Ayer, la máxima socialdemócrata, odia el delito y compadece al delincuente, vivió unas horas de gloria. Podemos, un partido que ha venido a regenerar la vida social y política de este país, había colocado de número dos en Castilla y León a un pederasta condenado. Una vez más, la máxima citada triunfaba por todo lo alto, y en esta ocasión con una víctima-esa entelequia para el sistema penal español-menor de edad, y mucho, si bien el agresor también lo era, pero por poco. La redención del delincuente que tanto encandila a los amantes del buenismo, y esta vez de la mano de la política: ¿acaso hay mejor forma de saldar la deuda con la sociedad que servir a la ciudadanía en un parlamento?
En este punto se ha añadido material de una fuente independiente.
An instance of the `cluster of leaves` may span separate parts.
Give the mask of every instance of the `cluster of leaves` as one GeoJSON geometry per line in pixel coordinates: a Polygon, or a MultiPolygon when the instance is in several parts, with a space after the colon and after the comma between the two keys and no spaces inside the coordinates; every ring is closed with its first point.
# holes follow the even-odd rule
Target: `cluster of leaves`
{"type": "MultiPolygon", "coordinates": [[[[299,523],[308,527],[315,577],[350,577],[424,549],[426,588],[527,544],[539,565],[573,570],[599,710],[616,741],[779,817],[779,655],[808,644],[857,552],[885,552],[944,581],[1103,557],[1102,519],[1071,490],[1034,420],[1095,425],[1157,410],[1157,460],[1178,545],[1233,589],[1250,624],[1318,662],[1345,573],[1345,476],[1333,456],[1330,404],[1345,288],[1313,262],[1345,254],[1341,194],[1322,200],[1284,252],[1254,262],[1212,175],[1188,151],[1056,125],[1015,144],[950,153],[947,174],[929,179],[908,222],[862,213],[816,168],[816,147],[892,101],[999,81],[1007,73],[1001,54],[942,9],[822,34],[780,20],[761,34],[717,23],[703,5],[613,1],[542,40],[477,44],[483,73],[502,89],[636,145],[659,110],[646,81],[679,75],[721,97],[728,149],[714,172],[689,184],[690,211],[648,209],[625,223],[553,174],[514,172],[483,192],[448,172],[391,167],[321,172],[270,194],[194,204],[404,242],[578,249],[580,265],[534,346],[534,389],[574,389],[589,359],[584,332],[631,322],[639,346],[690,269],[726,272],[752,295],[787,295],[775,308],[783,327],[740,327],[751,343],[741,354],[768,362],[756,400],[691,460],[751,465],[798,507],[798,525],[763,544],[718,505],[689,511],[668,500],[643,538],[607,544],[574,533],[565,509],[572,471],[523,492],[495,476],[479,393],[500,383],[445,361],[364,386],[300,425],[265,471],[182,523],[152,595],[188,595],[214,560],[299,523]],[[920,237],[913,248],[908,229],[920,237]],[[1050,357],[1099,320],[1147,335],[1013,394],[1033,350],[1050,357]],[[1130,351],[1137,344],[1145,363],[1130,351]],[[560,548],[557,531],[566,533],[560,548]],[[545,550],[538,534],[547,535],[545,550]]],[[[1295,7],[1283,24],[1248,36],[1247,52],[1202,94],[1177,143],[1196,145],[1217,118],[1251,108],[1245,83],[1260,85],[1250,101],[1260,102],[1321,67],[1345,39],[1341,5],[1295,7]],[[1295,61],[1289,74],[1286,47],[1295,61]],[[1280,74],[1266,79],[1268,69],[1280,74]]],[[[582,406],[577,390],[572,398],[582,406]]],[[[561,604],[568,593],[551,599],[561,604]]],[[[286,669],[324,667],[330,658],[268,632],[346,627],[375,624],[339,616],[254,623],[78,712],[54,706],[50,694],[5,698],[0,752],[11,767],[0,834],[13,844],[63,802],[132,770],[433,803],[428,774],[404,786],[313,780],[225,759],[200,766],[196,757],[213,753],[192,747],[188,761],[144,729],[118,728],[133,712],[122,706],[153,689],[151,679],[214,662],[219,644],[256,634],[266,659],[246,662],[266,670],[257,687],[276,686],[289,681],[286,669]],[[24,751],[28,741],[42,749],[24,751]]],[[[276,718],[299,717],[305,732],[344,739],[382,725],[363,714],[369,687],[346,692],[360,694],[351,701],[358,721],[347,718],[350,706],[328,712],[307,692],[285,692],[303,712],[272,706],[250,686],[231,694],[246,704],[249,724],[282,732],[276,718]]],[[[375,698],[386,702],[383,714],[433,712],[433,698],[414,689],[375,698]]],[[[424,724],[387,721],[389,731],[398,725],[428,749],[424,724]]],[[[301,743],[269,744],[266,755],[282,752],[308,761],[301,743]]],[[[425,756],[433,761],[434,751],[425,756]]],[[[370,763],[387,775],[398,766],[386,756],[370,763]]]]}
El debate estaba servido, porque ya no cabía hablar de imputados o investigados que se parapetan en el colchón de la política, sino de un condenado por sentencia firme, si bien era menor en el momento de cometer el delito, y eso le proporciona un amparo todavía mayor del que pueda gozar cualquier otro reo aparentemente reinsertado. Presumía uno que para el Partido no sería ningún problema y capearían los podemitas el temporal con su cinismo habitual, siendo además notorio que la ortodoxia comunista considera al delincuente una víctima del sistema capitalista, un individuo alienado que se ve obligado a delinquir, aunque sea con tocamientos a una niña de tres o cuatro años. Si bien esa era la teoría, porque luego los delincuentes comunes copaban el Gulag junto a los presos políticos en una comandita que en ocasiones resultaba explosiva.
Pero a las pocas horas de conocerse la noticia, el candidato dimitía para no perjudicar el proyecto que nos tienen reservado, y el Partido zanjaba la cuestión diciendo, cómo no, que todo era mentira, un montaje, y para ello acompañaba una carta de la afectada en la que aseguraba que todo fue falso, una sórdida historia enmarcada en el divorcio de sus padres, progenitores según ella, o el Partido, vaya usted a saber quién ha redactado esa carta. Y pensaba uno, ingenuamente, que el Partido cerraría el asunto con la excusa de la minoría de edad del delincuente, o con que ya hizo en su día una terapia-esa fue la pena-que curó sus perversas adicciones, o que esa sentencia no es pública como las demás, y ya se sabe, mutatis mutandi, lo que no está en los autos no existe. Y por otra parte, y no menos importante, que el reproche moral que conlleva una conducta tan poco edificante como la del candidato no servía: al fin y al cabo, qué es la moral sino una servidumbre burguesa. Pues no, todo es más sencillo porque todo fue una mentira. Acabáramos.